So AF finally came on cd 35. I'm not sure when or if I ovulated because my clear blue easy fertility monitor showed 10 straight days of high fertility and then went to low. No peak day to be found. So I really wasn't sure what to expect this cycle.
I started charting again. I have taken my BBT in almost two years, since m/c #5. Even though I have the fertility monitor I thought I might do this too. Really just to get more in touch with my cycle all together. Does this mean we are going to try again? I still don't have an answer for that. I am leaning that way, but waiting to see what my upcoming HSG shows us.
My thoughts on this are that, we have yet to get pregnant and try the immune therapy. So in order for me to feel I have truly given it my best shot, we need to try this as well. However I am not sure my heart is in it and that is why I waffle. Right now I feel good about where my therapy is taking me, and working on repairing my marriage. The added stress of TTC and getting pregnant is so unappealing right now, but tik tok tik tok.... blah.

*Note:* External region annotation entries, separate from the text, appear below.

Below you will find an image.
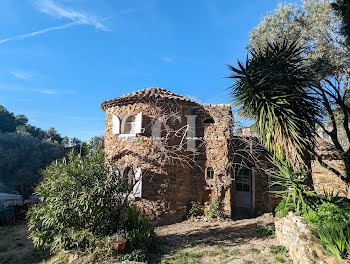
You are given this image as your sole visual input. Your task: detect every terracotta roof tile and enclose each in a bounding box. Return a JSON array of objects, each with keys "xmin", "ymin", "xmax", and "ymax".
[{"xmin": 101, "ymin": 87, "xmax": 194, "ymax": 110}]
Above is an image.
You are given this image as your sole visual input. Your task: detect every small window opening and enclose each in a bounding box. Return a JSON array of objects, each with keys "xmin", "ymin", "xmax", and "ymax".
[
  {"xmin": 124, "ymin": 115, "xmax": 135, "ymax": 134},
  {"xmin": 123, "ymin": 167, "xmax": 135, "ymax": 189},
  {"xmin": 236, "ymin": 168, "xmax": 251, "ymax": 192},
  {"xmin": 203, "ymin": 118, "xmax": 215, "ymax": 124},
  {"xmin": 205, "ymin": 167, "xmax": 214, "ymax": 179}
]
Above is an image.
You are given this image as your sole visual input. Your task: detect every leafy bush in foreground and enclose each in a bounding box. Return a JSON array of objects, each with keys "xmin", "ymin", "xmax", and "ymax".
[
  {"xmin": 28, "ymin": 142, "xmax": 126, "ymax": 252},
  {"xmin": 270, "ymin": 158, "xmax": 350, "ymax": 259}
]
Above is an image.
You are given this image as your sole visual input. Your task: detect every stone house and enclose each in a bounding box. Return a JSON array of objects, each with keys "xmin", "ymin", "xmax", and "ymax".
[{"xmin": 101, "ymin": 88, "xmax": 273, "ymax": 224}]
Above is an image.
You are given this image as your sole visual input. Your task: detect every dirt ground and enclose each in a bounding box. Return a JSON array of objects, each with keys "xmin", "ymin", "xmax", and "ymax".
[
  {"xmin": 152, "ymin": 214, "xmax": 292, "ymax": 264},
  {"xmin": 0, "ymin": 214, "xmax": 291, "ymax": 264},
  {"xmin": 0, "ymin": 220, "xmax": 49, "ymax": 264}
]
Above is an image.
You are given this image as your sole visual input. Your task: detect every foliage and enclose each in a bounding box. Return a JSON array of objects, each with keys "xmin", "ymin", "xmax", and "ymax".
[
  {"xmin": 246, "ymin": 0, "xmax": 350, "ymax": 188},
  {"xmin": 303, "ymin": 196, "xmax": 350, "ymax": 258},
  {"xmin": 161, "ymin": 251, "xmax": 204, "ymax": 264},
  {"xmin": 124, "ymin": 206, "xmax": 155, "ymax": 250},
  {"xmin": 28, "ymin": 142, "xmax": 126, "ymax": 252},
  {"xmin": 303, "ymin": 197, "xmax": 350, "ymax": 226},
  {"xmin": 187, "ymin": 201, "xmax": 201, "ymax": 219},
  {"xmin": 228, "ymin": 40, "xmax": 318, "ymax": 167},
  {"xmin": 0, "ymin": 133, "xmax": 66, "ymax": 196},
  {"xmin": 207, "ymin": 198, "xmax": 222, "ymax": 219},
  {"xmin": 256, "ymin": 225, "xmax": 275, "ymax": 237},
  {"xmin": 332, "ymin": 0, "xmax": 350, "ymax": 45},
  {"xmin": 249, "ymin": 0, "xmax": 350, "ymax": 76},
  {"xmin": 275, "ymin": 256, "xmax": 285, "ymax": 263},
  {"xmin": 269, "ymin": 159, "xmax": 319, "ymax": 216},
  {"xmin": 317, "ymin": 222, "xmax": 350, "ymax": 259},
  {"xmin": 270, "ymin": 246, "xmax": 287, "ymax": 254},
  {"xmin": 118, "ymin": 249, "xmax": 148, "ymax": 263},
  {"xmin": 0, "ymin": 105, "xmax": 28, "ymax": 133}
]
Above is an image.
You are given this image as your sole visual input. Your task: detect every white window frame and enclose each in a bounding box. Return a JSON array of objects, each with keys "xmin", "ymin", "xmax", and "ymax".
[
  {"xmin": 112, "ymin": 115, "xmax": 120, "ymax": 135},
  {"xmin": 119, "ymin": 112, "xmax": 144, "ymax": 137},
  {"xmin": 205, "ymin": 167, "xmax": 215, "ymax": 180}
]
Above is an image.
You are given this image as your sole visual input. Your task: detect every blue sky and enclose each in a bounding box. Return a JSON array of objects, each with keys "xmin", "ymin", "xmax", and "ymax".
[{"xmin": 0, "ymin": 0, "xmax": 300, "ymax": 140}]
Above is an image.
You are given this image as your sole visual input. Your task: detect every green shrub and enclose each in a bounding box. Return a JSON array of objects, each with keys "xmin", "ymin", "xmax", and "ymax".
[
  {"xmin": 118, "ymin": 249, "xmax": 148, "ymax": 263},
  {"xmin": 269, "ymin": 158, "xmax": 319, "ymax": 216},
  {"xmin": 256, "ymin": 225, "xmax": 275, "ymax": 237},
  {"xmin": 187, "ymin": 201, "xmax": 201, "ymax": 219},
  {"xmin": 317, "ymin": 222, "xmax": 350, "ymax": 259},
  {"xmin": 124, "ymin": 206, "xmax": 155, "ymax": 250},
  {"xmin": 303, "ymin": 193, "xmax": 350, "ymax": 258},
  {"xmin": 28, "ymin": 142, "xmax": 127, "ymax": 252},
  {"xmin": 208, "ymin": 198, "xmax": 222, "ymax": 219},
  {"xmin": 270, "ymin": 246, "xmax": 287, "ymax": 255},
  {"xmin": 303, "ymin": 197, "xmax": 350, "ymax": 226}
]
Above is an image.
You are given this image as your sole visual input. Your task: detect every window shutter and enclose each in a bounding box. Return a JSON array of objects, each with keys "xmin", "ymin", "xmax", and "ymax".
[
  {"xmin": 135, "ymin": 112, "xmax": 143, "ymax": 134},
  {"xmin": 112, "ymin": 115, "xmax": 120, "ymax": 135},
  {"xmin": 132, "ymin": 168, "xmax": 142, "ymax": 198}
]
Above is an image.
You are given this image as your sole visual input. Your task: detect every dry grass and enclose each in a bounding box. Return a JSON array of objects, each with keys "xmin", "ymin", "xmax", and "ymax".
[
  {"xmin": 0, "ymin": 221, "xmax": 49, "ymax": 264},
  {"xmin": 152, "ymin": 215, "xmax": 291, "ymax": 264}
]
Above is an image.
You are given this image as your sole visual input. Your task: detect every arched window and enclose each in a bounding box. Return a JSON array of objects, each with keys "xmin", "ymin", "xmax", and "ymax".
[
  {"xmin": 124, "ymin": 115, "xmax": 135, "ymax": 134},
  {"xmin": 203, "ymin": 118, "xmax": 215, "ymax": 124},
  {"xmin": 123, "ymin": 167, "xmax": 135, "ymax": 188},
  {"xmin": 205, "ymin": 167, "xmax": 214, "ymax": 180}
]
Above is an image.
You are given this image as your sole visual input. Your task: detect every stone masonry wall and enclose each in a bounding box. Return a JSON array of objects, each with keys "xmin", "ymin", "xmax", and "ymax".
[
  {"xmin": 275, "ymin": 212, "xmax": 349, "ymax": 264},
  {"xmin": 105, "ymin": 101, "xmax": 232, "ymax": 224},
  {"xmin": 312, "ymin": 160, "xmax": 350, "ymax": 198}
]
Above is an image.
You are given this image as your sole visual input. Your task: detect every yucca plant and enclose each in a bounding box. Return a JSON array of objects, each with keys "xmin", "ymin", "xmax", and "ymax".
[
  {"xmin": 228, "ymin": 40, "xmax": 319, "ymax": 169},
  {"xmin": 317, "ymin": 222, "xmax": 350, "ymax": 259},
  {"xmin": 269, "ymin": 157, "xmax": 319, "ymax": 216}
]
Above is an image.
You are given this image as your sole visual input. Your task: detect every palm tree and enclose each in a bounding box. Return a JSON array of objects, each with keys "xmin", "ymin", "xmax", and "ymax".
[{"xmin": 228, "ymin": 40, "xmax": 319, "ymax": 179}]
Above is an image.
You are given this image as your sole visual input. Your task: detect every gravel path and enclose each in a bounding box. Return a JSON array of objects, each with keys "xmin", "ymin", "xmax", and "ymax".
[{"xmin": 152, "ymin": 214, "xmax": 291, "ymax": 264}]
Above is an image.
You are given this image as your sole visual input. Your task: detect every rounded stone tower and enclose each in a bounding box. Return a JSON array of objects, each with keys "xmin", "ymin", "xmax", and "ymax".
[{"xmin": 101, "ymin": 88, "xmax": 232, "ymax": 224}]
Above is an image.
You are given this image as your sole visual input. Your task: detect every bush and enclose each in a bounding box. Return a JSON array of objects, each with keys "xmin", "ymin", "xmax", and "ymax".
[
  {"xmin": 317, "ymin": 222, "xmax": 350, "ymax": 259},
  {"xmin": 124, "ymin": 206, "xmax": 155, "ymax": 251},
  {"xmin": 256, "ymin": 225, "xmax": 275, "ymax": 237},
  {"xmin": 208, "ymin": 198, "xmax": 222, "ymax": 219},
  {"xmin": 269, "ymin": 159, "xmax": 319, "ymax": 216},
  {"xmin": 118, "ymin": 249, "xmax": 148, "ymax": 263},
  {"xmin": 28, "ymin": 142, "xmax": 126, "ymax": 252},
  {"xmin": 303, "ymin": 197, "xmax": 350, "ymax": 258},
  {"xmin": 187, "ymin": 201, "xmax": 201, "ymax": 219}
]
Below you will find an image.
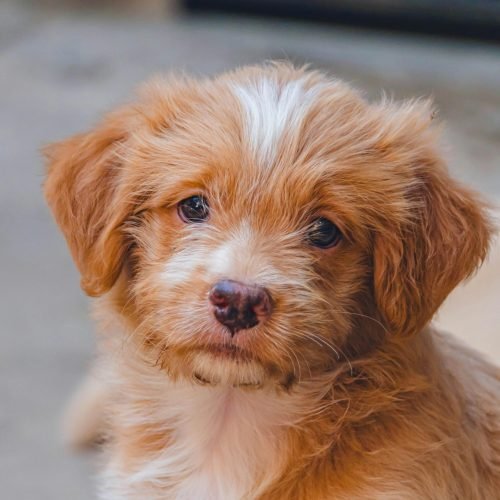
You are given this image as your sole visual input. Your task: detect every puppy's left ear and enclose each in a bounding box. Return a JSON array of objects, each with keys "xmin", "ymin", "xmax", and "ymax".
[
  {"xmin": 44, "ymin": 103, "xmax": 135, "ymax": 296},
  {"xmin": 374, "ymin": 101, "xmax": 493, "ymax": 335}
]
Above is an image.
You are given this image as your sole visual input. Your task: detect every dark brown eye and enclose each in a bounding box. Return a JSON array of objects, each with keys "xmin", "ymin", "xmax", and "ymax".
[
  {"xmin": 177, "ymin": 195, "xmax": 209, "ymax": 223},
  {"xmin": 307, "ymin": 217, "xmax": 342, "ymax": 248}
]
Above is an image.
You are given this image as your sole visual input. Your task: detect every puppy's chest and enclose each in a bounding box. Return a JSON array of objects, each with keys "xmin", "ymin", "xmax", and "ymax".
[{"xmin": 130, "ymin": 386, "xmax": 291, "ymax": 500}]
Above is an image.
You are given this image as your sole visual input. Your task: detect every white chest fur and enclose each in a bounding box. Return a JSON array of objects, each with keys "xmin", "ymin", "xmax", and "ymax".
[{"xmin": 102, "ymin": 382, "xmax": 295, "ymax": 500}]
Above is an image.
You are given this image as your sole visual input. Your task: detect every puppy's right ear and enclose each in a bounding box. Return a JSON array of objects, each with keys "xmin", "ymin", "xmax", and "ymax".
[{"xmin": 44, "ymin": 106, "xmax": 136, "ymax": 296}]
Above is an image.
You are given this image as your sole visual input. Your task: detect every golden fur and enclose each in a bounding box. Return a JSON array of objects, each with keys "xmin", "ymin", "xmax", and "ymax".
[{"xmin": 45, "ymin": 64, "xmax": 500, "ymax": 500}]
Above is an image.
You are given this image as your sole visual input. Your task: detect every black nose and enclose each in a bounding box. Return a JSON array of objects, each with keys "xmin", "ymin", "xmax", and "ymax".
[{"xmin": 208, "ymin": 280, "xmax": 272, "ymax": 335}]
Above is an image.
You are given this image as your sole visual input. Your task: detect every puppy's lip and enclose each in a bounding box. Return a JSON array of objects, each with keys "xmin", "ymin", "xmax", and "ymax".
[{"xmin": 202, "ymin": 343, "xmax": 255, "ymax": 361}]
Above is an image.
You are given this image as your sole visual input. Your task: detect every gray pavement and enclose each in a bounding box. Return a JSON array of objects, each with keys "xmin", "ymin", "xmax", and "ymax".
[{"xmin": 0, "ymin": 0, "xmax": 500, "ymax": 500}]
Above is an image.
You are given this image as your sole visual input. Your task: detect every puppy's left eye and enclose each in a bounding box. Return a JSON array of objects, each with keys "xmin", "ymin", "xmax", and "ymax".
[
  {"xmin": 177, "ymin": 195, "xmax": 209, "ymax": 223},
  {"xmin": 307, "ymin": 217, "xmax": 342, "ymax": 248}
]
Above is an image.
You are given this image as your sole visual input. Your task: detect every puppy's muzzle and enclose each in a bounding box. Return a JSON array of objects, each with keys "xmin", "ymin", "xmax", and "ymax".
[{"xmin": 208, "ymin": 280, "xmax": 272, "ymax": 335}]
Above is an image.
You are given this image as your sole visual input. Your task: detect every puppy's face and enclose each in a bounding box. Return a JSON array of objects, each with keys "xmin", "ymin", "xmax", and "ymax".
[{"xmin": 46, "ymin": 66, "xmax": 488, "ymax": 385}]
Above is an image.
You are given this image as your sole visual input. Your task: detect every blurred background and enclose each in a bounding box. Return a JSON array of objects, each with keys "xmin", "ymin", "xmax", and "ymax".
[{"xmin": 0, "ymin": 0, "xmax": 500, "ymax": 500}]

In the meantime I think I have alienated a dear friend. She is 5 mos. pg w/#2 and when I tried to explain to her that I have to wrap my head around the fact I might not ever be a mother to a living child, she accused me of giving up. I told her I wasn't giving up I was being real. That childlessness is a reality for me and that makes it hard to relate with my peers. She is a member of a club I can't get in. In hindsight it sounds so mean, but I was just trying to get her to hear how I was feeling. I haven't spoken to her since then and I know I need to call.
We've scheduled a fall beach trip to the island in October and I can't wait. I'm running a 10k next month and training for that. We've joined a local church and I really like it. So things are looking up. I'm feeling lots better. If weather would just turn a little cooler and it would be bliss for the time being.